The percentage of reads > Q12 was greatest for data recovered from the R9.4 flow cell at 72%, whereas the two R10 flow cells (laptop and Mk1C) were 60 and 61%, respectively (Table 5 and Supplementary Table 7). The mean number of reads generated on the R9.4 flow cell was > 37 K, whereas the R10 flow cells generated between 8.8 and 12.3 K reads. The N50 values observed were larger than all previous MinION data at 15,422 (merged average, Table 5). The highest individual N50 was recovered from the R9.4 flow cell at 22,580 bp (for the R10 laptop the N50 was similar at 22,263 and 20,910 bp using the Mk1C). Four isolates had an N50 < 10 kb (but greater than 7.5 kb) and these were among the isolates with a gDNA input below the recommended input (between 12.4 and 20 ng/μl).
Table 5. Sequence read metrics comparing the recovery yield, mean read quality (Q score), and N50 averages for n = 53 GNB isolates sequenced on three different flow cells, and instruments.
Oxford Nanopore MinION Sequencing: A Cost Analysis
Experience working in LMICs has shown that non-profit LMIC laboratories can most reliably be supplied by purchasing consumables via our (United Kingdom) laboratories, as LMIC supply chains often yield logistical challenges that mainstream scientific suppliers are averse to. Compounding this, we have also found that suppliers in many LMICs are resellers, which charge very large premiums. For these reasons, our general practice, and resulting pricing, is for procurements via purchasing frameworks accessible to United Kingdom universities and not-for-profit institutions. The total costs generated this way can be seen in Table 6.

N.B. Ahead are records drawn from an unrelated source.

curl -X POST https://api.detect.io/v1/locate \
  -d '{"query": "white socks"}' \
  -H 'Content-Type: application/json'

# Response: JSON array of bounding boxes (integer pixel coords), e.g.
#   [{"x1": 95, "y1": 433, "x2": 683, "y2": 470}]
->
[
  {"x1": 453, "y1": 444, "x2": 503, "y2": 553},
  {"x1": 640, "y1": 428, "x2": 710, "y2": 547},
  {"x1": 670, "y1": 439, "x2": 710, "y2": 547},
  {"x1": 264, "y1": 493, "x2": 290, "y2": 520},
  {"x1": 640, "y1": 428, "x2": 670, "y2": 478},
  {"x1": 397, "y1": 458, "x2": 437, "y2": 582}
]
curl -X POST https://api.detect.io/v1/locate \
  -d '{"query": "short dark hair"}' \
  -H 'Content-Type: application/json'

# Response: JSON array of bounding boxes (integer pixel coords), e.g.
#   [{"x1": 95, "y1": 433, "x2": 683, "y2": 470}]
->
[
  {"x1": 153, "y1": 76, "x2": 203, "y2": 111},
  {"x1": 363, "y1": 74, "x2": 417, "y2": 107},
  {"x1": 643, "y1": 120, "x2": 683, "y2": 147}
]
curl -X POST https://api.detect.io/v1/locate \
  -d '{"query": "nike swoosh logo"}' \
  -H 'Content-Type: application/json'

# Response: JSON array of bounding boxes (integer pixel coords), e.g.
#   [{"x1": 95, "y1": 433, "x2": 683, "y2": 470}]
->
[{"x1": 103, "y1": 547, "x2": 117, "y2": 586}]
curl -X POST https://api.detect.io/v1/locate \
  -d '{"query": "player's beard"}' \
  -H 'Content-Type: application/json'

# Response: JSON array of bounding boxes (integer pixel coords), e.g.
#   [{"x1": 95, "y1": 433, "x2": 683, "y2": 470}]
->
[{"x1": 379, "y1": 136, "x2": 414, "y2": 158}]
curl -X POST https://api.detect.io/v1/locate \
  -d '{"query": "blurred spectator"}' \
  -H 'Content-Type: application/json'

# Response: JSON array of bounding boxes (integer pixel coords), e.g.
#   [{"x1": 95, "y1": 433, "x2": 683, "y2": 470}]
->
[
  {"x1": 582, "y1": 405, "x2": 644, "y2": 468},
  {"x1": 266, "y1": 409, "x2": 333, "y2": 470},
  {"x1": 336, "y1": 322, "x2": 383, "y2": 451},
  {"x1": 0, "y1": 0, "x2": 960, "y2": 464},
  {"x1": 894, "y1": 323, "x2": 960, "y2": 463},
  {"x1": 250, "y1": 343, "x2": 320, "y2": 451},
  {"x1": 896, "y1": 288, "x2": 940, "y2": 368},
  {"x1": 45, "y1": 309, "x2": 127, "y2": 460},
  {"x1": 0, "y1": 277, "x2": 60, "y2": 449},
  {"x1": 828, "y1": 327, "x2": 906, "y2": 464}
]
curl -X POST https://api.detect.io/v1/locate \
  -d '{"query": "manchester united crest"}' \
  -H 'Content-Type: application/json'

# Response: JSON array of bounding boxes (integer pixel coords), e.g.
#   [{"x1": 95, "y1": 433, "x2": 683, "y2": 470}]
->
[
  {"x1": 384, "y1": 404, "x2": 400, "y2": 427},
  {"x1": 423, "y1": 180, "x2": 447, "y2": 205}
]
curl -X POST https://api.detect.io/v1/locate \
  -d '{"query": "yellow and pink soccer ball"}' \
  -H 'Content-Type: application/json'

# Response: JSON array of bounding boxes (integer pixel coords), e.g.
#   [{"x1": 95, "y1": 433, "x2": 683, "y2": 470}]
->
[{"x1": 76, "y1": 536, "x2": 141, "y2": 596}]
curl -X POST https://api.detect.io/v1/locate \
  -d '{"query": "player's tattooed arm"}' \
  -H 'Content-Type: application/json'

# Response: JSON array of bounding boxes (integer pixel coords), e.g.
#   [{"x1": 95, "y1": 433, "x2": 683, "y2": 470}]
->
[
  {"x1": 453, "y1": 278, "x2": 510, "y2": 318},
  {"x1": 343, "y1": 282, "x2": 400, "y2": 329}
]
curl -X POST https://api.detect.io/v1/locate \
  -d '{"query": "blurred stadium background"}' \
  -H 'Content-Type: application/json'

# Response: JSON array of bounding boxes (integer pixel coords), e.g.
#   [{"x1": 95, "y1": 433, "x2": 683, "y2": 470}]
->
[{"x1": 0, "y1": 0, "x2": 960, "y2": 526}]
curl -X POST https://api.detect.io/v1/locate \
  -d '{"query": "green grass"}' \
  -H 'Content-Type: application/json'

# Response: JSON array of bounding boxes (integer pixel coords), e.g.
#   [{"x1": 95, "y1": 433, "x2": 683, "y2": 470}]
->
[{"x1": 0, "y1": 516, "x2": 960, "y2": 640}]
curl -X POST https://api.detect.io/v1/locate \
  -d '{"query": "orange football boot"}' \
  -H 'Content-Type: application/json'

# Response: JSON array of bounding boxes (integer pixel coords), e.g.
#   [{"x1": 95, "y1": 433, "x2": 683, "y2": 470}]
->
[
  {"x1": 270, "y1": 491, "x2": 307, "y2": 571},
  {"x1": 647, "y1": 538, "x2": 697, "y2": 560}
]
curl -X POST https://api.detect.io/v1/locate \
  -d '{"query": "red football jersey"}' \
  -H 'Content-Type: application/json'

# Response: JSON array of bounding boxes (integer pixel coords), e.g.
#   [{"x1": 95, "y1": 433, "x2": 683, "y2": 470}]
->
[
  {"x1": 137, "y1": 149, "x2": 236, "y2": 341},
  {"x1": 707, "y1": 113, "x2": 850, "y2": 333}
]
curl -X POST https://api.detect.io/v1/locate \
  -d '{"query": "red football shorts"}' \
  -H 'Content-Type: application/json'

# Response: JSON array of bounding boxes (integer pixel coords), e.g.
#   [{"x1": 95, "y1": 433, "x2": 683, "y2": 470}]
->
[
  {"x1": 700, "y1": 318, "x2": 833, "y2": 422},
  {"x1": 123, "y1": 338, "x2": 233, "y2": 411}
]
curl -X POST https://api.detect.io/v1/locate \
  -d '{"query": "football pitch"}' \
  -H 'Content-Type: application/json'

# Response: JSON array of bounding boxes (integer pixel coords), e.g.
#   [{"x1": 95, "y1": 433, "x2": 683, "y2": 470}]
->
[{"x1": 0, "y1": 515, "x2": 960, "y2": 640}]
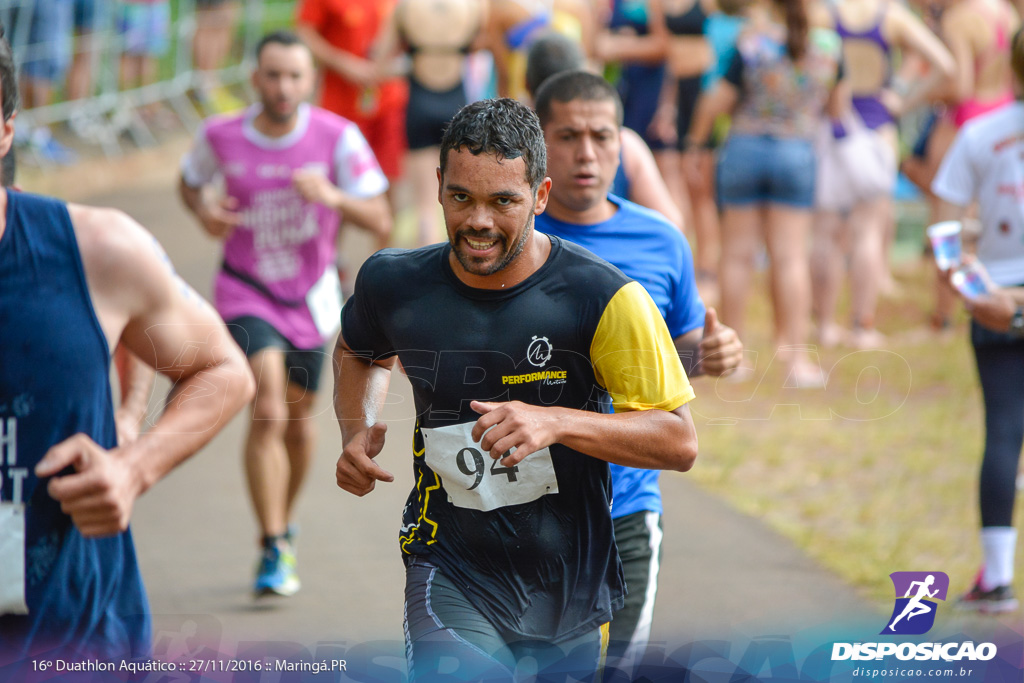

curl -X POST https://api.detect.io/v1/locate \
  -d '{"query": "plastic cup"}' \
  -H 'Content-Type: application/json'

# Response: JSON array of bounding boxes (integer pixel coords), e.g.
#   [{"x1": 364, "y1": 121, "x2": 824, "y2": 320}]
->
[
  {"x1": 928, "y1": 220, "x2": 964, "y2": 270},
  {"x1": 949, "y1": 261, "x2": 995, "y2": 299}
]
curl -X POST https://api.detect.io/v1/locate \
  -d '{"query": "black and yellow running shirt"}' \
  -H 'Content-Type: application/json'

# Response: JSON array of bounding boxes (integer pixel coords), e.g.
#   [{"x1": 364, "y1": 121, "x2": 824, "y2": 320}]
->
[{"x1": 340, "y1": 234, "x2": 693, "y2": 643}]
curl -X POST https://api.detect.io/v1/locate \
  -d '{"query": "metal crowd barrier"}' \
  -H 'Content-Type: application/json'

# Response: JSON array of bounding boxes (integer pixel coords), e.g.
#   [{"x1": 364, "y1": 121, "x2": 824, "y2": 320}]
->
[{"x1": 0, "y1": 0, "x2": 295, "y2": 166}]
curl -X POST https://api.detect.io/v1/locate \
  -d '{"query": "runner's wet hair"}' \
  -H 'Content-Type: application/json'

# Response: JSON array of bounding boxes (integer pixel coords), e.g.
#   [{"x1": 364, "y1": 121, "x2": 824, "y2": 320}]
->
[
  {"x1": 535, "y1": 70, "x2": 623, "y2": 128},
  {"x1": 256, "y1": 31, "x2": 308, "y2": 61},
  {"x1": 440, "y1": 97, "x2": 548, "y2": 191},
  {"x1": 526, "y1": 33, "x2": 587, "y2": 96}
]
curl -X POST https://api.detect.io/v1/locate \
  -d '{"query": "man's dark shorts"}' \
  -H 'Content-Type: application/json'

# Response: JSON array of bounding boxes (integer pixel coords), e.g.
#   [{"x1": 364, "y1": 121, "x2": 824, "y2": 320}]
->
[{"x1": 226, "y1": 315, "x2": 327, "y2": 392}]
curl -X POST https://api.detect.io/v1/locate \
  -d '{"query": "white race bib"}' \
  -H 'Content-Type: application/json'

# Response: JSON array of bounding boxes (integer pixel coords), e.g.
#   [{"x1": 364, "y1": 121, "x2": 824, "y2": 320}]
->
[
  {"x1": 421, "y1": 422, "x2": 558, "y2": 512},
  {"x1": 306, "y1": 263, "x2": 341, "y2": 340},
  {"x1": 0, "y1": 503, "x2": 29, "y2": 614}
]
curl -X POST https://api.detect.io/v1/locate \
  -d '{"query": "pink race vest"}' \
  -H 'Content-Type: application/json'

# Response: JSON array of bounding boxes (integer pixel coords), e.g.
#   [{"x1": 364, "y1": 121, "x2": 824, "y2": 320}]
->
[{"x1": 206, "y1": 106, "x2": 379, "y2": 348}]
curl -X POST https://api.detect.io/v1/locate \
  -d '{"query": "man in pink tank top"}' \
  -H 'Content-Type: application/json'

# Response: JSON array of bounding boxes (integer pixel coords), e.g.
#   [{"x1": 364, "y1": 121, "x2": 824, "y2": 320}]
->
[{"x1": 180, "y1": 32, "x2": 391, "y2": 596}]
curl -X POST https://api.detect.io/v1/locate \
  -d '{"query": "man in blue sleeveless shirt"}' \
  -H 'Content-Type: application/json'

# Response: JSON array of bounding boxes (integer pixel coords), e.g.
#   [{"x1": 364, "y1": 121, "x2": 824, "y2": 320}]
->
[
  {"x1": 0, "y1": 34, "x2": 254, "y2": 663},
  {"x1": 537, "y1": 71, "x2": 742, "y2": 666}
]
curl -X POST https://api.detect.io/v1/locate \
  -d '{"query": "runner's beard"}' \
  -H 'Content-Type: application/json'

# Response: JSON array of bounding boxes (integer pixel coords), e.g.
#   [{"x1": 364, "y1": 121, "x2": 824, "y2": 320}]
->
[{"x1": 452, "y1": 214, "x2": 534, "y2": 275}]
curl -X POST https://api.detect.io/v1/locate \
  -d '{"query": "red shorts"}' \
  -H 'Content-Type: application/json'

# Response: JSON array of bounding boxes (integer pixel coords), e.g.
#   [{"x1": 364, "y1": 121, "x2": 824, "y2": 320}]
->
[{"x1": 356, "y1": 106, "x2": 407, "y2": 180}]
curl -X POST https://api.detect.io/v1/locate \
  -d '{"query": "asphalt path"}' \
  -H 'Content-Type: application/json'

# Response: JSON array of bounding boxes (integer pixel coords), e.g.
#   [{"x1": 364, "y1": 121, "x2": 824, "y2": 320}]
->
[{"x1": 75, "y1": 180, "x2": 891, "y2": 666}]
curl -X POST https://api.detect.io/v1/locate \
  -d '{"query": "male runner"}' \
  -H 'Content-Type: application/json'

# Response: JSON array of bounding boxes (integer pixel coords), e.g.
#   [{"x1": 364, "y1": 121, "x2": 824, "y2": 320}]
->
[
  {"x1": 0, "y1": 30, "x2": 253, "y2": 663},
  {"x1": 180, "y1": 32, "x2": 391, "y2": 596},
  {"x1": 335, "y1": 99, "x2": 696, "y2": 680},
  {"x1": 536, "y1": 71, "x2": 743, "y2": 666}
]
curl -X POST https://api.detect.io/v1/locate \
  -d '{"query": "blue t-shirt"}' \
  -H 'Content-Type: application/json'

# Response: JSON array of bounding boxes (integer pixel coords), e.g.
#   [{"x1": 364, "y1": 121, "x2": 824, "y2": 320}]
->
[{"x1": 536, "y1": 195, "x2": 706, "y2": 518}]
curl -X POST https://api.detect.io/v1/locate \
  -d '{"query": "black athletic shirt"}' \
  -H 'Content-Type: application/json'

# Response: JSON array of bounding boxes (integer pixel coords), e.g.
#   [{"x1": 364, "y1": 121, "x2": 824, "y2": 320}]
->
[{"x1": 342, "y1": 234, "x2": 693, "y2": 643}]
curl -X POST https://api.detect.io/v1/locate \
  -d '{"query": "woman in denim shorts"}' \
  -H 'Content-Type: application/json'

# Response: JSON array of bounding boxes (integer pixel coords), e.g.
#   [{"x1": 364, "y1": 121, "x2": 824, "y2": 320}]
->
[{"x1": 686, "y1": 0, "x2": 841, "y2": 387}]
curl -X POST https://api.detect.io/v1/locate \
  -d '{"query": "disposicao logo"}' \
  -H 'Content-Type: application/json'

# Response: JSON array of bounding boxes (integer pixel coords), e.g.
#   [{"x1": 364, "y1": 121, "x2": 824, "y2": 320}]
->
[
  {"x1": 831, "y1": 571, "x2": 996, "y2": 661},
  {"x1": 881, "y1": 571, "x2": 949, "y2": 636}
]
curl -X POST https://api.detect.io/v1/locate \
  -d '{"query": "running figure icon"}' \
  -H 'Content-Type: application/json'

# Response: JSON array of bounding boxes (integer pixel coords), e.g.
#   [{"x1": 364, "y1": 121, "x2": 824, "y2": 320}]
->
[{"x1": 889, "y1": 574, "x2": 939, "y2": 631}]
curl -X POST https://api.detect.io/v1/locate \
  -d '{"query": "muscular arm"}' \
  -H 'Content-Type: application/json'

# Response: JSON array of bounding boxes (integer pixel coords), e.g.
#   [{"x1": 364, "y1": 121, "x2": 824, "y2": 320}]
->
[
  {"x1": 334, "y1": 335, "x2": 394, "y2": 496},
  {"x1": 178, "y1": 177, "x2": 242, "y2": 240},
  {"x1": 470, "y1": 400, "x2": 697, "y2": 472},
  {"x1": 672, "y1": 308, "x2": 743, "y2": 379},
  {"x1": 888, "y1": 3, "x2": 956, "y2": 115},
  {"x1": 37, "y1": 206, "x2": 254, "y2": 536},
  {"x1": 114, "y1": 343, "x2": 156, "y2": 445}
]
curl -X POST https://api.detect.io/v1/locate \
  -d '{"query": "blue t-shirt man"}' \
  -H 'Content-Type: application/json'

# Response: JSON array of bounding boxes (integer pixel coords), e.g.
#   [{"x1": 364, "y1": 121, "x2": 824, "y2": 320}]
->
[
  {"x1": 535, "y1": 194, "x2": 706, "y2": 661},
  {"x1": 535, "y1": 195, "x2": 706, "y2": 519}
]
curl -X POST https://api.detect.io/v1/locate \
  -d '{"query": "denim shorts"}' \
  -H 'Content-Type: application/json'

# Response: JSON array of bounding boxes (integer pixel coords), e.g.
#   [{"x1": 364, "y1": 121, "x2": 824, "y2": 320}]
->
[{"x1": 718, "y1": 135, "x2": 817, "y2": 209}]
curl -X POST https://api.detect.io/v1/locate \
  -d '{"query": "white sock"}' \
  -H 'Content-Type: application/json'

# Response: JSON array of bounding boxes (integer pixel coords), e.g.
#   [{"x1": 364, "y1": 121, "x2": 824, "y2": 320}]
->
[{"x1": 981, "y1": 526, "x2": 1017, "y2": 591}]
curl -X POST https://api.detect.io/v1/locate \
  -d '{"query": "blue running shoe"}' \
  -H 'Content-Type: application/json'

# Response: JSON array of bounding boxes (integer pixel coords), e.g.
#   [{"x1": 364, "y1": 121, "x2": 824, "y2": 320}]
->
[{"x1": 253, "y1": 543, "x2": 301, "y2": 597}]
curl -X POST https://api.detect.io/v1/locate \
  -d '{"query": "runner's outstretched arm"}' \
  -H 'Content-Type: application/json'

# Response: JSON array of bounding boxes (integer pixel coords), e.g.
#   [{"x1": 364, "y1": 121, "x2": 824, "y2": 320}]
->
[
  {"x1": 36, "y1": 206, "x2": 254, "y2": 536},
  {"x1": 470, "y1": 400, "x2": 697, "y2": 472},
  {"x1": 334, "y1": 335, "x2": 394, "y2": 496}
]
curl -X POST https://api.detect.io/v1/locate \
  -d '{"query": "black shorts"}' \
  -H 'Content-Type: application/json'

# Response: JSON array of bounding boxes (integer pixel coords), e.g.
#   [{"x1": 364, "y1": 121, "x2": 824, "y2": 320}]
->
[
  {"x1": 226, "y1": 315, "x2": 327, "y2": 392},
  {"x1": 608, "y1": 510, "x2": 663, "y2": 661},
  {"x1": 404, "y1": 557, "x2": 607, "y2": 682},
  {"x1": 676, "y1": 76, "x2": 701, "y2": 151},
  {"x1": 406, "y1": 78, "x2": 468, "y2": 150}
]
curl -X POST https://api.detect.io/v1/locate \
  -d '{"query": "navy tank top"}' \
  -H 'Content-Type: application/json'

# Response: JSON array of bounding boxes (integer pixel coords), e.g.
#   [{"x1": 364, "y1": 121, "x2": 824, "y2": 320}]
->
[{"x1": 0, "y1": 191, "x2": 150, "y2": 661}]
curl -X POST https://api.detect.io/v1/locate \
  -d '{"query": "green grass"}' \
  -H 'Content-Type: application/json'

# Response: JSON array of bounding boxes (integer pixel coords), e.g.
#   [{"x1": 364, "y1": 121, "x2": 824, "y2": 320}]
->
[{"x1": 690, "y1": 252, "x2": 1024, "y2": 600}]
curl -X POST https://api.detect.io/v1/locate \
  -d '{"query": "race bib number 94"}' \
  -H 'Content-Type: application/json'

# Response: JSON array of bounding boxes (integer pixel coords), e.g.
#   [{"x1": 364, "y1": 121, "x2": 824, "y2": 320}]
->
[
  {"x1": 0, "y1": 503, "x2": 29, "y2": 614},
  {"x1": 421, "y1": 422, "x2": 558, "y2": 512}
]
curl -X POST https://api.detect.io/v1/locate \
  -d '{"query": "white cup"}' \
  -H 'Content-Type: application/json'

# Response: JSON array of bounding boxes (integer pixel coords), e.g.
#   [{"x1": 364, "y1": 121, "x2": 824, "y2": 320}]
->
[{"x1": 928, "y1": 220, "x2": 964, "y2": 270}]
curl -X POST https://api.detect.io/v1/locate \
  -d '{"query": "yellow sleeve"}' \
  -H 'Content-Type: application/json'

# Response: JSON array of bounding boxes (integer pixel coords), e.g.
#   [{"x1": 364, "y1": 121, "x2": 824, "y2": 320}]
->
[{"x1": 590, "y1": 282, "x2": 694, "y2": 413}]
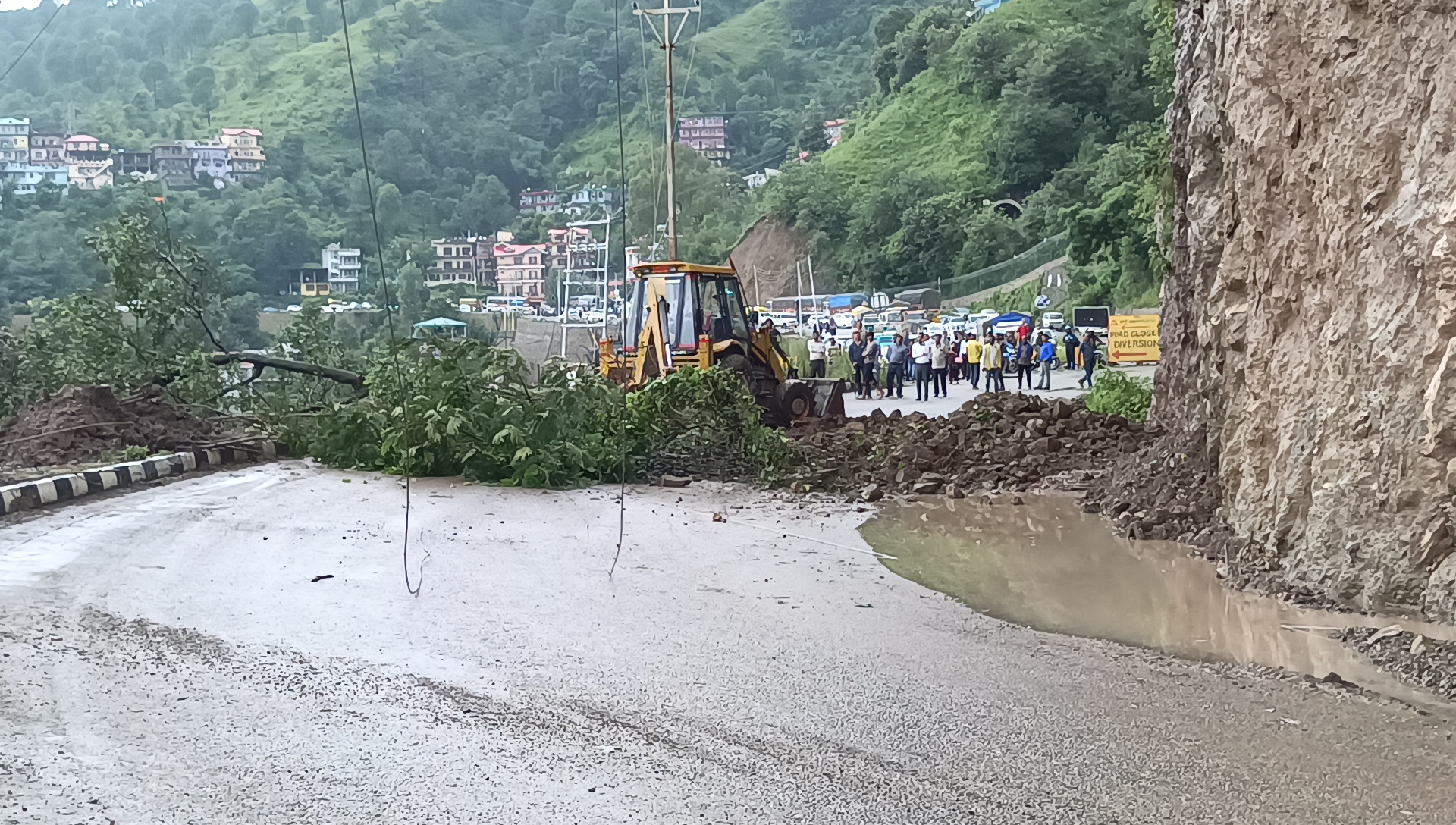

The MiSeq was an exception to UK pricing, for two primary reasons: (1) MiSeqs are far too sensitive and valuable to transport with economy shipping partners and (2) for LMIC laboratories we have collaborated with, Illumina strongly recommended using local Illumina Service Partners, which provide delivery, siting, and commissioning of the instrument; Illumina could not otherwise guarantee safe arrival or installation. Climate control requirements for the MiSeq were also much more stringent than a Nanopore system, including temperature, humidity, and air quality requirements. Our research team expects £5,000–9,000 in additional subcontracting costs to meet these minimum requirements. Given our focus on minimizing costs for LMICs, we used the costs to independently procure a suitable air conditioner (RS Components 1875320, £701) and dehumidifier (RS Components 1245210, £258). Housing a MiSeq in a laboratory containing HEPA- or ULPA-filtered laminar flow hoods will provide background air filtration, allowing a dehumidifier and air conditioner to meet MiSeq’s environmental operating requirements of maintaining a 22 ± 3°C ambient temperature, a 30–75% non-condensing relative humidity, and an IEC pollution degree of ≤ 2. ONT provides a single environmental condition for the Mk1B sequencer: a temperature range of 18–24°C.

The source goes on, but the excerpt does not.